At this level, accountability refers to each physician understanding their contributions and owning their results. Every physician should know the key metrics, incentives, benchmarks, and criteria for measures, such as quality scores and Star Ratings.

Peer-to-Peer

Knowledge of individual performance allows for constructive peer-to-peer discussions and collaboration that ultimately boost overall performance. During these physician-led conversations, high performers can share information, best practices, and actionable insights that help elevate lower performers. For example, physicians may share effective protocols for managing diabetic patients or using automated patient-reported quality data to close care gaps.

Organizational

The medical group itself should contribute to its members’ mental and emotional well-being. Data from the New England Journal of Medicine shows that 82 percent of physicians believe organizations should lead initiatives to combat burnout. As 20 percent of physicians consider leaving their practice and the Surgeon General’s warning of rising burnout, medical groups must safeguard members’ mental health. Group administrators should gather members’ feedback to implement tools and processes that lower stress. These services may include:

  • Providing virtual scribe software to alleviate documentation burden
  • Contracting with a management services organization (MSO) to offload day-to-day tasks
  • Hiring population health facilitators to assist physicians in the transition to value-based care
  • Groups should also explore physician leadership roles and training. Cultivating leadership can also spur engagement, which supports a group’s sustainability and long-term performance.

 

Enhancing Engagement

What do transparency, accountability, and the doctor-patient relationship all have in common?

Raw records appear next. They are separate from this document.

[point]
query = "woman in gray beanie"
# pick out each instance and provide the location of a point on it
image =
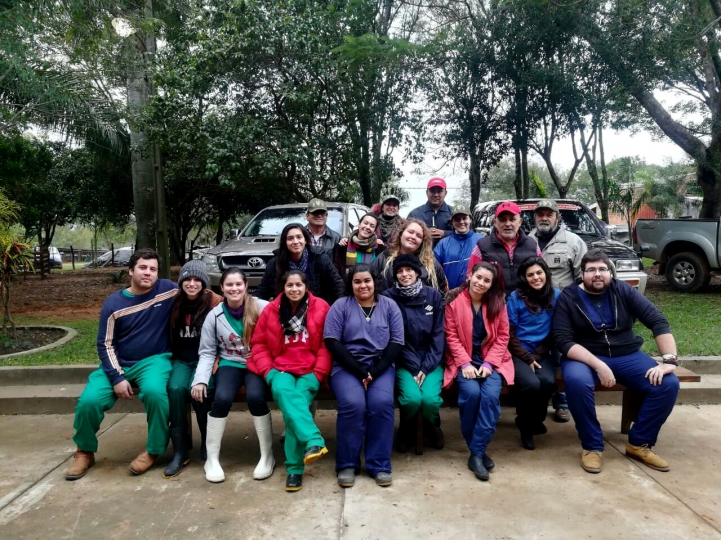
(192, 303)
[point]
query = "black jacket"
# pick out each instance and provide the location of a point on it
(423, 318)
(386, 280)
(493, 249)
(572, 325)
(323, 280)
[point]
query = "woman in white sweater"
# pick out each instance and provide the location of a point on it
(226, 334)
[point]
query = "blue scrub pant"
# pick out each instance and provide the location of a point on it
(364, 416)
(630, 371)
(480, 407)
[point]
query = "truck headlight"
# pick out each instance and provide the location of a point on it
(211, 263)
(628, 265)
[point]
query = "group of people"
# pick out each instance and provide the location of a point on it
(377, 316)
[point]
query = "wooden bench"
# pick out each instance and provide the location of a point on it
(630, 406)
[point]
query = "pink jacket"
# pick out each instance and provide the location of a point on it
(459, 339)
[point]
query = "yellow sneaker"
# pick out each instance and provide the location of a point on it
(645, 455)
(592, 461)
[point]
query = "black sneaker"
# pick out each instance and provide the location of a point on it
(294, 482)
(475, 463)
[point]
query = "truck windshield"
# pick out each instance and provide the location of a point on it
(270, 222)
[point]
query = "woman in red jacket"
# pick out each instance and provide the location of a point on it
(289, 352)
(477, 357)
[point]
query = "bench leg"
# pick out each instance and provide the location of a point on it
(629, 411)
(419, 434)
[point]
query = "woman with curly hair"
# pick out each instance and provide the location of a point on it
(530, 310)
(477, 357)
(413, 238)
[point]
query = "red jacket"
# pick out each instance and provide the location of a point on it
(268, 342)
(459, 339)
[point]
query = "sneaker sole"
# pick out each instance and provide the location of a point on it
(307, 460)
(636, 458)
(185, 463)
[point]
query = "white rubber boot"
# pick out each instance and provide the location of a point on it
(213, 470)
(264, 429)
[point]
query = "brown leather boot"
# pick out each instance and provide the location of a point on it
(80, 465)
(142, 463)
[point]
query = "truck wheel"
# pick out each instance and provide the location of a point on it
(688, 272)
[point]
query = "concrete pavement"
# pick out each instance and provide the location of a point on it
(538, 494)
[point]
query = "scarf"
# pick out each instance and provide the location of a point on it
(360, 251)
(301, 265)
(293, 323)
(388, 226)
(410, 291)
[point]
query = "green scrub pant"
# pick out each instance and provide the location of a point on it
(151, 376)
(294, 395)
(425, 398)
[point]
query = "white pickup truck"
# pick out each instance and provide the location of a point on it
(687, 250)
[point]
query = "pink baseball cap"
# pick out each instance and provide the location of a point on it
(508, 206)
(436, 181)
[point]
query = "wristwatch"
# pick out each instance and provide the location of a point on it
(670, 359)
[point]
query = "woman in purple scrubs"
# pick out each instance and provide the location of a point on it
(364, 334)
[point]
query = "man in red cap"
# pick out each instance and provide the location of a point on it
(506, 245)
(435, 213)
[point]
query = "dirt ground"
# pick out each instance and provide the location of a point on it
(79, 294)
(71, 294)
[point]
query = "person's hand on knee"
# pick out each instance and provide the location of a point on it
(123, 390)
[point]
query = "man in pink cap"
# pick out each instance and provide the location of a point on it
(435, 213)
(506, 245)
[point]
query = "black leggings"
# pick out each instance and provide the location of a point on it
(227, 381)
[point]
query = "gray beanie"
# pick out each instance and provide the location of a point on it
(196, 269)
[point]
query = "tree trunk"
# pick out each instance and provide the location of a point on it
(710, 185)
(524, 169)
(474, 178)
(518, 180)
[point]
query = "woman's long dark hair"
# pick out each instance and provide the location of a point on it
(281, 260)
(536, 301)
(182, 305)
(357, 269)
(493, 298)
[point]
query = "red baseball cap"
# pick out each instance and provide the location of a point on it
(436, 181)
(508, 206)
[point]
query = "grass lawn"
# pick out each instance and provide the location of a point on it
(81, 350)
(695, 321)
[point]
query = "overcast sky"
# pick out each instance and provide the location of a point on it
(616, 144)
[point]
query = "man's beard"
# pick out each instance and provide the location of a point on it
(546, 230)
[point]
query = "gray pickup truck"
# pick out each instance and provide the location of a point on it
(254, 245)
(687, 250)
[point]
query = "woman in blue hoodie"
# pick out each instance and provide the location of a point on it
(454, 251)
(530, 312)
(419, 374)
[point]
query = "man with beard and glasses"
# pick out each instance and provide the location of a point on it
(436, 214)
(593, 331)
(506, 244)
(562, 250)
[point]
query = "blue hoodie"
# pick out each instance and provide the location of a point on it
(453, 253)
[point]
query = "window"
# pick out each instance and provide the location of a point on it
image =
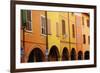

Engagement. According to a comprehensive concept analysis published in the Journal of Healthcare Leadership, physician engagement involves empowering physicians to:

  • Decide how work is done
  • Make suggestions for improvement
  • Set goals
  • Participate in planning
  • Monitor their performance at all levels: patient, organization, and system

The main theme underlying these components is balancing autonomy and involvement. Medical groups should preserve physicians’ ability to operate their practices as they see fit. Staffing decisions, practice operations, clinical schedules, and patient volume are wholly within each physician’s purview. At the same time, medical groups should engage their physicians in strategic decision-making, such as hiring administrative staff, payer contracting, and patient care. Giving physician members a say in the medical group’s operations builds the buy-in needed to thrive amid challenges and changes.

To see what this looks like in practice, let’s dig into payer contracting. Medical groups can — and should — reduce physicians’ day-to-day work with payers. However, physicians should still be apprised of any potential changes and, better yet, actively involved in negotiation strategy. Having the doctor’s perspective present helps drive realistic incentive measures and targets. This push-and-pull dynamic between payer analytics and real-world physician experience yields mutually beneficial results. Furthermore, this involvement allows physicians to relay upcoming changes to their practice and prepare accordingly. If a value-based contract’s quality or utilization metrics are up-to-date, practices can explore population health features in their electronic health record (EHR), analyze different E/M coding strategies, and dig into risk stratification processes to meet the new needs.

Creating a high-performance culture is no easy task for medical groups. Doing so requires continual support, encouragement, education, and alignment. High-performance medical groups are not merely contractual entities but rather a driving force of physician enablement.